Este caso es solo la punta del iceberg de un problema más profundo, como es el uso de tecnologías automatizadas en decisiones laborales y cómo esto amenaza con dinamitar derechos ya consolidados.
La IA, por su propia naturaleza, opera mediante patrones preexistentes; estos datos que alimentan los algoritmos suelen estar sesgados, tomando decisiones que replicarán y amplificarán dichas desigualdades, ocultando bajo la apariencia de neutralidad tecnológica prácticas discriminatorias difíciles de detectar.
Además, la IA, en su incapacidad para pensar, no reconoce dimensiones esencialmente humanas como la enfermedad, discapacidad, vulnerabilidad o dignidad que forman parte intrínseca de las relaciones de trabajo. Su utilización indiscriminada puede suponer un retroceso en la garantía de igualdad y no discriminación, exigiendo a los tribunales, las instituciones y la sociedad ejercer de contrapeso frente a esta amenaza silenciosa.
En el ámbito laboral, la situación es todavía más delicada. Algoritmos aplicados en selección de personal o evaluación del rendimiento pueden excluir sistemáticamente a personas con discapacidad o enfermedades, penalizarlas por una menor productividad o descartarlas por no encajar en un molde estadístico. Hablamos, en definitiva, de un proceso de deshumanización que reduce a las personas y a su talento a simples datos.
Consciente de esta realidad, el Reglamento (UE) 2024/1689 del Parlamento Europeo y del Consejo, conocido como AI Act, establece un marco jurídico para los sistemas de IA en la Unión Europea basado en el riesgo. Entre otros aspectos, clasifica como “alto riesgo” aquellos sistemas destinados a la toma de decisiones en ámbitos sensibles como la selección laboral, la promoción interna o la evaluación del desempeño, imponiendo requisitos estrictos en materia de transparencia, supervisión humana, control de datos y rendición de cuentas.
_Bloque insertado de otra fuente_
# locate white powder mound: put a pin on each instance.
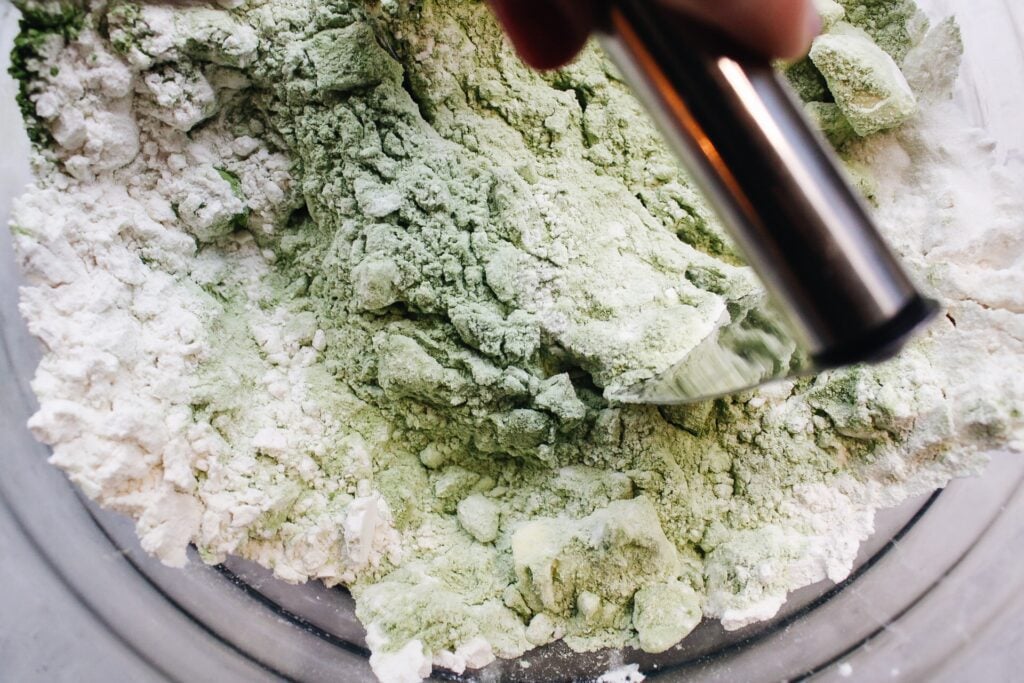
(186, 382)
Su objetivo es garantizar que los avances tecnológicos no vulneren derechos fundamentales ni discriminen a trabajadores en situaciones de vulnerabilidad.
Ante este escenario, urge articular mecanismos que garanticen la compatibilidad entre innovación tecnológica y protección de derechos laborales básicos, evitando que la eficiencia se imponga a la dignidad humana.
Entre las medidas más relevantes destacan:
- Auditorías periódicas de algoritmos
Que permitan identificar y corregir sesgos en los datos, evitando situaciones de discriminación indirecta. - Supervisión humana obligatoria
Especialmente en decisiones sensibles, como contrataciones o despidos, donde el juicio humano es insustituible. El AI Act subraya esta obligación cuando se trata de sistemas de alto riesgo. - Protección estricta de datos personales
Garantizando el respeto a la normativa vigente y evitando el tratamiento ilegítimo de datos sensibles, conforme al Reglamento General de Protección de Datos (RGPD). - Formación ética y técnica de los profesionales de RR. HH.
Fomentando un uso responsable, consciente y socialmente sostenible de la IA.
Los avances tecnológicos no deben situarse nunca por encima de los derechos fundamentales. La IA puede constituir una herramienta valiosa, pero también una peligrosa cuando se emplea sin criterio, contexto o supervisión. Si renunciamos al juicio humano, cedemos espacio a decisiones injustas adoptadas por sistemas incapaces de comprender lo que significa la dignidad humana, esencia misma del Derecho del Trabajo.
En definitiva, no hablamos de algoritmos, hablamos de personas; y en el ámbito laboral, la dignidad humana debe seguir siendo irrenunciable.